« S’adapter, ce n’est pas renoncer. »
(dixit Barnier)
Heu ???!!!!
Ce n’est pas renoncer à quoi exactement ? À la croissance ? Au productivisme ? Au mode de vie occidental (« non négociable » comme le disait déjà en son temps GW Bush) À l’exploitation sans vergogne des ressources humaines et non humaines partout sur la planète ? Etc. ?
Pour le coup, c’est renoncer totalement à faire quoi que ce soit concernant la catastrophe climatique en cours, excepté ce qu’on fait déjà : l’aggraver, en accélérer le déploiement.
En résumé (lisez ce plan, c’est rapide, y’a rien dedans) : on va continuer de vivre exactement comme on vit maintenant, mais on va s’adapter aux dégâts inévitables que ce mode de vie induit.
Les néolibs (et pas qu’eux) ne peuvent pas penser le changement climatique autrement que comme une crise – une crise on la traverse, on la dépasse, c’est un défi (et généralement, on siphonne la vitalité des pauvres pour sauver le système).

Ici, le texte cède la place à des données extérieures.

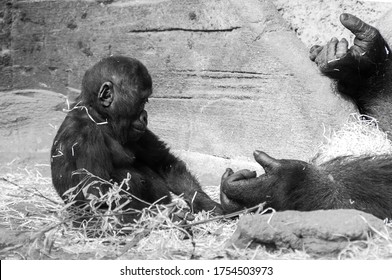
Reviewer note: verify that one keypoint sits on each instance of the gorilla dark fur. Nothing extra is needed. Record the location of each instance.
(364, 74)
(106, 135)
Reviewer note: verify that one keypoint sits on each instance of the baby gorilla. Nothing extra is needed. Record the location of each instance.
(105, 136)
(364, 74)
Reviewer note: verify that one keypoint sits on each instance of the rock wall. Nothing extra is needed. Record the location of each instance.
(229, 77)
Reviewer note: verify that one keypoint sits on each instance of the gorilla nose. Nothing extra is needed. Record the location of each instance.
(143, 117)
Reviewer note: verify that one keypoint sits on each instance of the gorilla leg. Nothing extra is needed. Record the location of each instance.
(363, 183)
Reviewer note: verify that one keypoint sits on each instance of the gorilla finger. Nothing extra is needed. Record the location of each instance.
(314, 51)
(360, 29)
(331, 49)
(341, 48)
(267, 162)
(227, 173)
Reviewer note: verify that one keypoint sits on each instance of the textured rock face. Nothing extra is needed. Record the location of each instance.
(229, 77)
(316, 232)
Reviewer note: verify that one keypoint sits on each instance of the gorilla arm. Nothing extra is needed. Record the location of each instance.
(157, 156)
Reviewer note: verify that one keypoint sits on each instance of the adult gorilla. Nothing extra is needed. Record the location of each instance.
(364, 74)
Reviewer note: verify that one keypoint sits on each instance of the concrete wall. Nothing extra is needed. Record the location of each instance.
(229, 76)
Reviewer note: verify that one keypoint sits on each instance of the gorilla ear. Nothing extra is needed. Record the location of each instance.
(268, 163)
(105, 94)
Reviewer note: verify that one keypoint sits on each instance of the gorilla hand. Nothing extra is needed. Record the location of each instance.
(243, 189)
(362, 60)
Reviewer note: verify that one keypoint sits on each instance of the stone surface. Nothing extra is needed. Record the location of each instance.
(316, 232)
(229, 77)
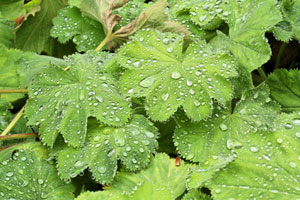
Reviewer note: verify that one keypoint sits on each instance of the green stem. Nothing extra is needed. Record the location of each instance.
(279, 55)
(18, 136)
(262, 73)
(13, 122)
(105, 41)
(13, 91)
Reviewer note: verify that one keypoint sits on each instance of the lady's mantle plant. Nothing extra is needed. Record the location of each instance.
(119, 99)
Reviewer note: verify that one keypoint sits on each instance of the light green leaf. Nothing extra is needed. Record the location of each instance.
(18, 68)
(26, 174)
(61, 101)
(34, 33)
(195, 195)
(161, 180)
(132, 144)
(285, 89)
(202, 13)
(71, 24)
(7, 35)
(248, 21)
(266, 167)
(12, 9)
(289, 28)
(158, 71)
(211, 142)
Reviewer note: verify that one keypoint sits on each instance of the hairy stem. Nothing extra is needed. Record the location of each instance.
(278, 58)
(262, 73)
(13, 122)
(18, 136)
(13, 91)
(105, 41)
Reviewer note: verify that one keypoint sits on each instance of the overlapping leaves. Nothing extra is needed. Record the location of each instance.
(161, 180)
(132, 144)
(158, 70)
(27, 174)
(61, 101)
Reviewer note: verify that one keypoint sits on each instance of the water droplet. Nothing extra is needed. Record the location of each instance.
(147, 82)
(137, 64)
(223, 127)
(288, 126)
(175, 75)
(78, 164)
(164, 97)
(149, 134)
(254, 149)
(102, 170)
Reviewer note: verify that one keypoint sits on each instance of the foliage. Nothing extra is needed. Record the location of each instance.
(134, 99)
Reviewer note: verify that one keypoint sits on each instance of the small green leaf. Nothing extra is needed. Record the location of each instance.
(248, 21)
(26, 174)
(266, 167)
(7, 35)
(285, 89)
(61, 101)
(211, 142)
(161, 180)
(132, 144)
(12, 9)
(158, 70)
(34, 33)
(71, 24)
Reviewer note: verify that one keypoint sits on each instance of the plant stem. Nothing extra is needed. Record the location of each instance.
(18, 136)
(262, 73)
(13, 91)
(105, 41)
(13, 122)
(279, 55)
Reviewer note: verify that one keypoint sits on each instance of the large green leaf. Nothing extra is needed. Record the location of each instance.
(61, 101)
(289, 28)
(87, 34)
(211, 142)
(26, 174)
(248, 21)
(266, 167)
(285, 89)
(158, 70)
(161, 180)
(18, 68)
(34, 33)
(132, 144)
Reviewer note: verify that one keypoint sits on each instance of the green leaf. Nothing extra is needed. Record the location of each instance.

Ils ne veulent surtout pas, et on les comprend, le penser comme la catastrophe qu’il est, car le penser ainsi, serait remettre en question la structure même du capitalisme global, l’exploitation généralisée, la compétition économique, les États-Nations. Ce serait, pour les capitalistes, se tirer une balle en pleine tête. Et de toutes façons, l’immense majorité des abrutis qui peuplent les pays les plus riches sont d’accord avec Bush : « notre mode de vie n’est pas négociable ».
Et qu’est-ce que c’est que ce délire de +4°C en 2100 ? Et même : +2,7°C en 2050 ?
Ont-ils la moindre idée de ce que signifient ces chiffres dans le réel ? 2,7°C, (et je n’ose même pas parler de 3 ou 4°C), ça veut dire que ton adaptation, tu peux te la foutre où je pense. Tu ne t’adapteras à rien du tout. Pour la plupart des gens, ce sera juste la merde complètement et pour pas mal d’entre eux la survie, point barre (et là je ne parle que des riantes contrées de l’Europe de l’Ouest. Dans le Global South, ce sera tout simplement un massacre).
Les mecs, ils ont lu (enfin) les rapports du GIEC, ont repris les chiffres, mais ont zappé tout le volume consacré aux impacts. (et je vous assure ce que ce volume est lui-même très très mignon comparé à la manière dont je vois les choses).
Et la blague, c’est qu’en face de ces 4°C ???? on met quoi ? Un plan national d’adaptation au CG fort de 51 mesures qui m’ont fait hurler de rire. Dans lequel on trouve le mot résilience à toutes les sauces. Lisez ce machin : c’est vraiment « on continue de vivre exactement comme on vit maintenant », mais, « on améliore nos capacités de résilience ». Mais quelle bande d’abrutis finis. Putain, les néolibs, en plus d’être des criminels, ils sont stupides. J’arrive même pas à croire qu’ils soient assez stupides pour penser un seul instant que ce plan complètement creux permettra une quelconque adaptation, je ne dis même pas à 2,7°C, mais à 1,7°C.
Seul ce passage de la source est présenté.